2. Syarat dan Rukun Pernikahan

Dalam fiqih, ada lima rukun yang harus dipenuhi dalam akad nikah. Jika salah satu syarat tidak dipenuhi maka akad nikahnya tidak sah. Lima rukun tersebut adalah sebagi berikut:

  1. Calon suami, syaratnya adalah: laki-laki, tidak sedang ihram, sukarela (tidak dipaksa), dan tidak ada hubungan mahram dengan calon istri.
  2. Calon istri, syaratnya adalah: wanita, tidak sedang ihram, tidak ada hubungan mahram dengan calon suami, dan  tidak sedang dalam ikatan pernikahan atau masa iddah.
  3. Wali, syaratnya adalah: beragama Islam, laki-laki, mukallaf, merdeka, tidak fasiq, sukarela dan tidak sedang ihram.
  4. Saksi, syaratnya: beragama Islam, dua orang laki-laki, mukallaf, merdeka,’adalah, tidak buta dan tuli serta mengerti bahasa akad nikah.
  5. Sighoh, syaratnya: harus menggunakan lafaz nikah atau zawaj (aku nikahkan atau aku kawinkan).

Bagaimana dengan mahar?

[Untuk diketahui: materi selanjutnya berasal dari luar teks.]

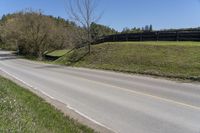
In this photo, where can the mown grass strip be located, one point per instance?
(24, 112)
(179, 60)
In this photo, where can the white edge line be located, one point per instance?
(68, 106)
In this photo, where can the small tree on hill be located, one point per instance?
(83, 12)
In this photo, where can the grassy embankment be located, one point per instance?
(24, 112)
(167, 59)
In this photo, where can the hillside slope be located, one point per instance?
(168, 59)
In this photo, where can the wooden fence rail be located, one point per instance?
(153, 36)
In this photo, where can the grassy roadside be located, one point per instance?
(179, 60)
(24, 112)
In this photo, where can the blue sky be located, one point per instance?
(118, 14)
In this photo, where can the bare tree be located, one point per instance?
(83, 13)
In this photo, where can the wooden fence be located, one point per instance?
(154, 36)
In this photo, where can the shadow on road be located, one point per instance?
(7, 57)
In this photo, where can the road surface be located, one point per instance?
(123, 103)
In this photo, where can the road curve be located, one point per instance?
(124, 103)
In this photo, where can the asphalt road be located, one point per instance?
(124, 103)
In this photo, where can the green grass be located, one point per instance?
(167, 59)
(58, 53)
(23, 112)
(161, 43)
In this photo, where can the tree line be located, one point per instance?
(33, 33)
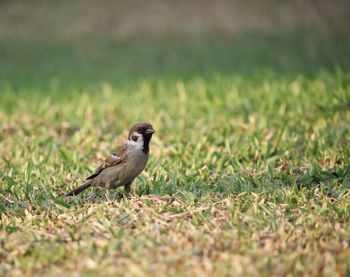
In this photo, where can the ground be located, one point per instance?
(249, 171)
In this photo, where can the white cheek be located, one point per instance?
(136, 144)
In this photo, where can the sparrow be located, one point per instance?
(124, 165)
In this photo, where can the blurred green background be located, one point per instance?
(86, 43)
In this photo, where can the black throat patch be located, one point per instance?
(146, 141)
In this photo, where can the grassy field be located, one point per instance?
(249, 171)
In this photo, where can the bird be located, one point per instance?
(124, 165)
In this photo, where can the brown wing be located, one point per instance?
(115, 158)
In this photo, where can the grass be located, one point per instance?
(249, 171)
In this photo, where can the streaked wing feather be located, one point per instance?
(114, 159)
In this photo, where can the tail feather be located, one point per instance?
(79, 189)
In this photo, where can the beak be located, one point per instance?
(149, 131)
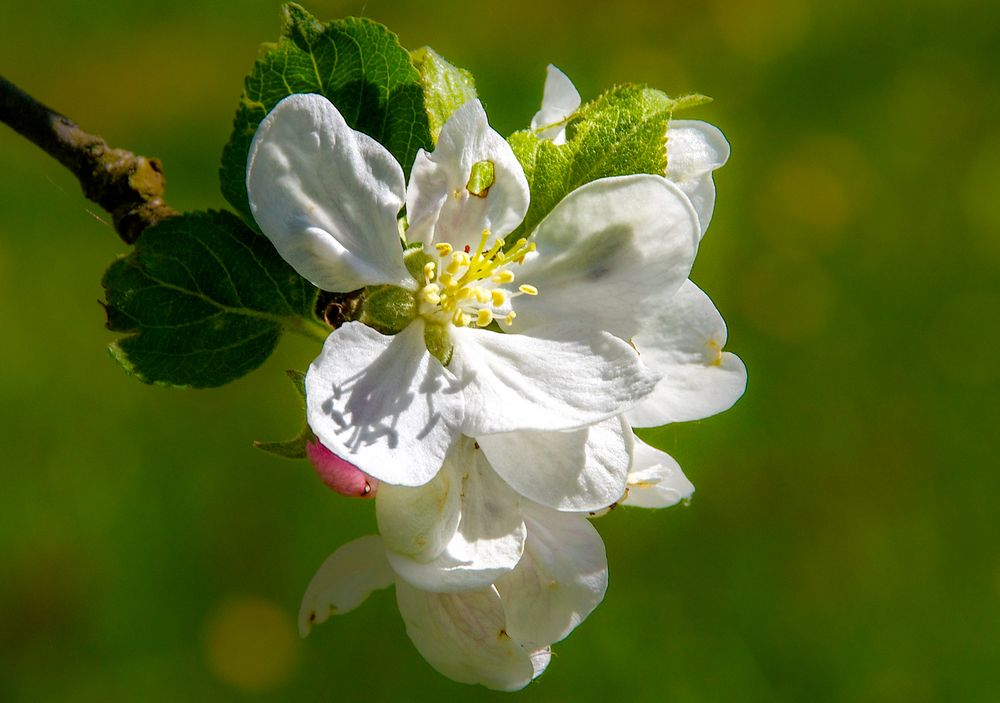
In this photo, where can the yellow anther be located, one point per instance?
(483, 237)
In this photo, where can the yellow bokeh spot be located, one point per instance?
(251, 643)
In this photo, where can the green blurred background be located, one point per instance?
(843, 543)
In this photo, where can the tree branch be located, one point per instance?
(128, 187)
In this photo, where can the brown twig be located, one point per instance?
(128, 187)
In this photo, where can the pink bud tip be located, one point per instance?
(340, 475)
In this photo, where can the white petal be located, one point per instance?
(684, 342)
(383, 403)
(464, 636)
(560, 99)
(656, 479)
(568, 380)
(419, 521)
(327, 196)
(694, 150)
(577, 470)
(439, 206)
(607, 249)
(490, 536)
(561, 578)
(344, 581)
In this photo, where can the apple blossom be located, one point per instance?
(498, 635)
(394, 397)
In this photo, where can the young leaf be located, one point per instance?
(203, 300)
(446, 87)
(623, 131)
(294, 448)
(357, 64)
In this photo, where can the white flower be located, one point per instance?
(498, 635)
(683, 340)
(694, 148)
(328, 197)
(655, 479)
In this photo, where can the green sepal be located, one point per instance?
(624, 131)
(357, 64)
(203, 300)
(415, 258)
(294, 448)
(438, 342)
(388, 309)
(481, 178)
(446, 87)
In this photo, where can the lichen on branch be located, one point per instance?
(128, 186)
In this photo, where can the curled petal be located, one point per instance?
(605, 251)
(560, 99)
(561, 578)
(327, 196)
(344, 581)
(383, 403)
(694, 150)
(487, 542)
(567, 380)
(577, 470)
(439, 204)
(464, 636)
(420, 521)
(656, 479)
(684, 342)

Apakah termasuk salah satu rukun nikah?

Mahar bukanlah salah satu rukun nikah. Sehingga saat akad suami tidak menyebutkan jumlah mahar maka akad nikahnya tetap sah, akan tetapi suami tetap wajib membayarkan mahar mitsl, yakni mahar yang sesuai dengan kualitas calon istri dari sisi nasab, status sosial dan kesalihannya. Artinya mahar tidak gugur meskipun tidak disebutkan dalam akad nikah, karena mahar adalah ‘iwadh yang harus diberikan suami untuk menghalalkan kemaluan istrinya.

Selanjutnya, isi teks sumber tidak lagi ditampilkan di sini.